At first Annie and Sarah, living in different worlds, had little in common. In her early forties, Annie Fields was the flower of society adored by the likes of Dickens; Sarah was young for her twenty-eight years, though well-educated and described as lady-like, equal to the task of entering the Boston literary scene.
The marriage of Annie and James Fields was a happy and successful one. When James died suddenly in the spring of 1881, Annie was shattered. She retreated from friends, burying herself in work. The following autumn, Sarah arrived at Charles Street for a condolence visit—these typically lasted about three weeks. Sarah stayed three months and the two were inseparable ever after.
Bedroom Mirrors
At first, the placement of a mirror in the corner of Sarah’s bedroom seems puzzling; its height and angle seem to serve no obvious function.
A closer look reveals Sarah’s purpose: the mirror reflects the portrait of Annie Fields on the mantel. A mirror atop a chest of drawers in the room also reflects the portrait.

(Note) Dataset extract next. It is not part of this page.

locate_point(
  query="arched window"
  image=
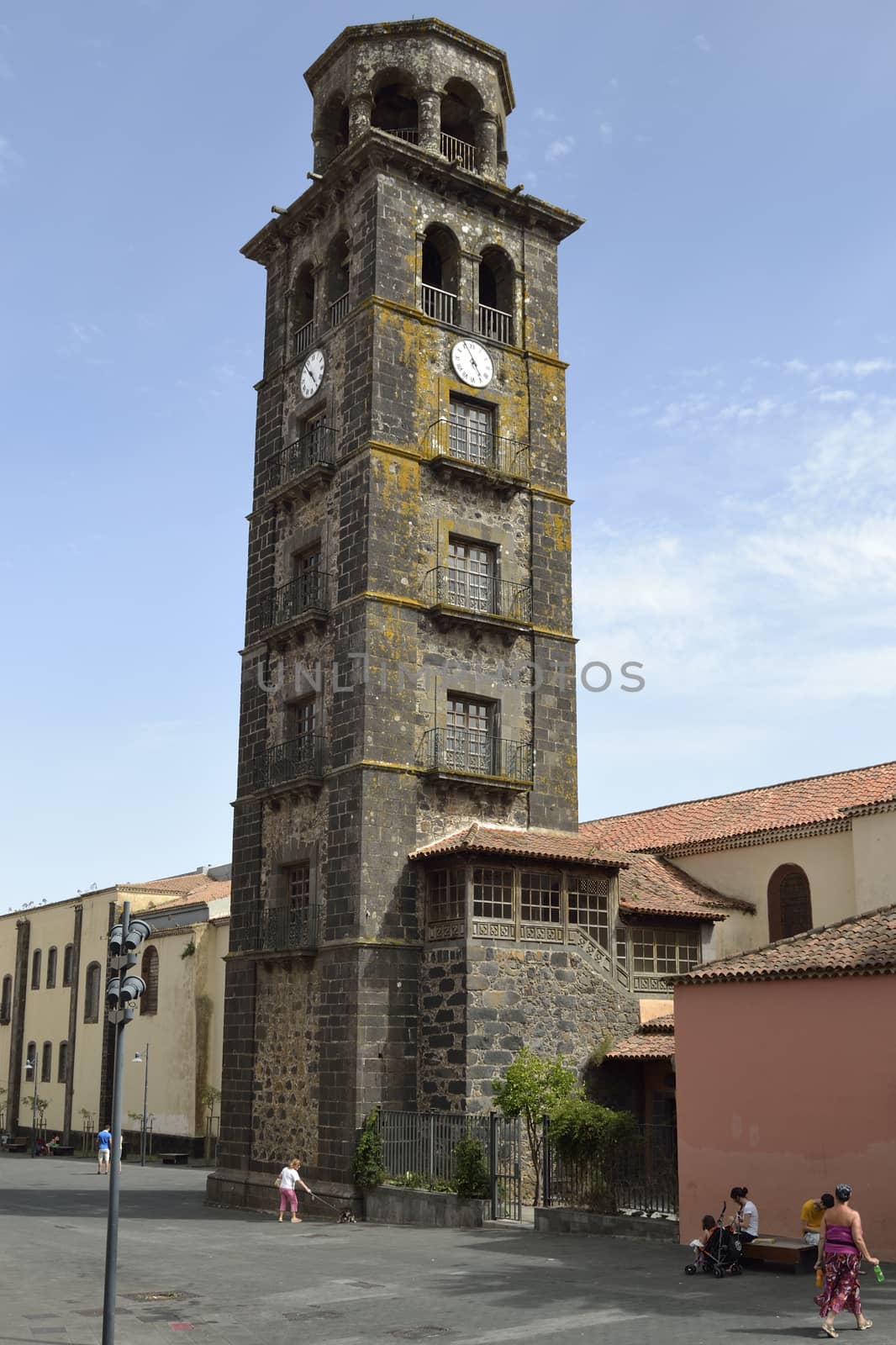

Standing from any angle in the room, Jewett could see her beloved Annie.
Dear darling Fuffs –
This little note came from dear [Celia Thaxter] this morning and I will send it right to you – Do tell me what she says – I am going over to Exeter this afternoon to see my grandfather and perhaps stay until evening – not overnight – Poor little Fuff being lonely at Nahant! – but it shall be ever so long before you shall be alone again…Kiss dear Rogery on the top of his smooth head for me – and Kiss Miss Fuffy Fields in the looking glass and play it was Pin! Day after tomorrow I shall have you!!
MS Am 1743 (157), Houghton Library, Harvard University. Transcription by Terry Heller, Coe College.
Charles Street
Sarah spent winters with Annie at her home, 148 Charles Street, a narrow four-story house overlooking a private garden and the Charles River in a somewhat stylish neighborhood of Boston. The area was a mixture of old wealth and new money, with many of Sarah and Annie’s friends of the literary world living within walking distance or carriage ride. The house is no longer extant, but at the time that Annie lived there first with her husband James T. Fields, and later with Sarah, it was the epicenter of Boston’s literary world. Friends might be invited for breakfast, luncheon, tea, or intimate evening, and Saturday afternoon they were “at home” for a salon of artists and writers. Sarah enjoyed the active social life and cultural pursuits she enjoyed with Annie living in Boston. While most of her focused writing was done in South Berwick, she did manage to eke out time to write at Charles Street, perhaps in the room pictured, the long and narrow library that Henry James called the Fields’ “waterside museum.”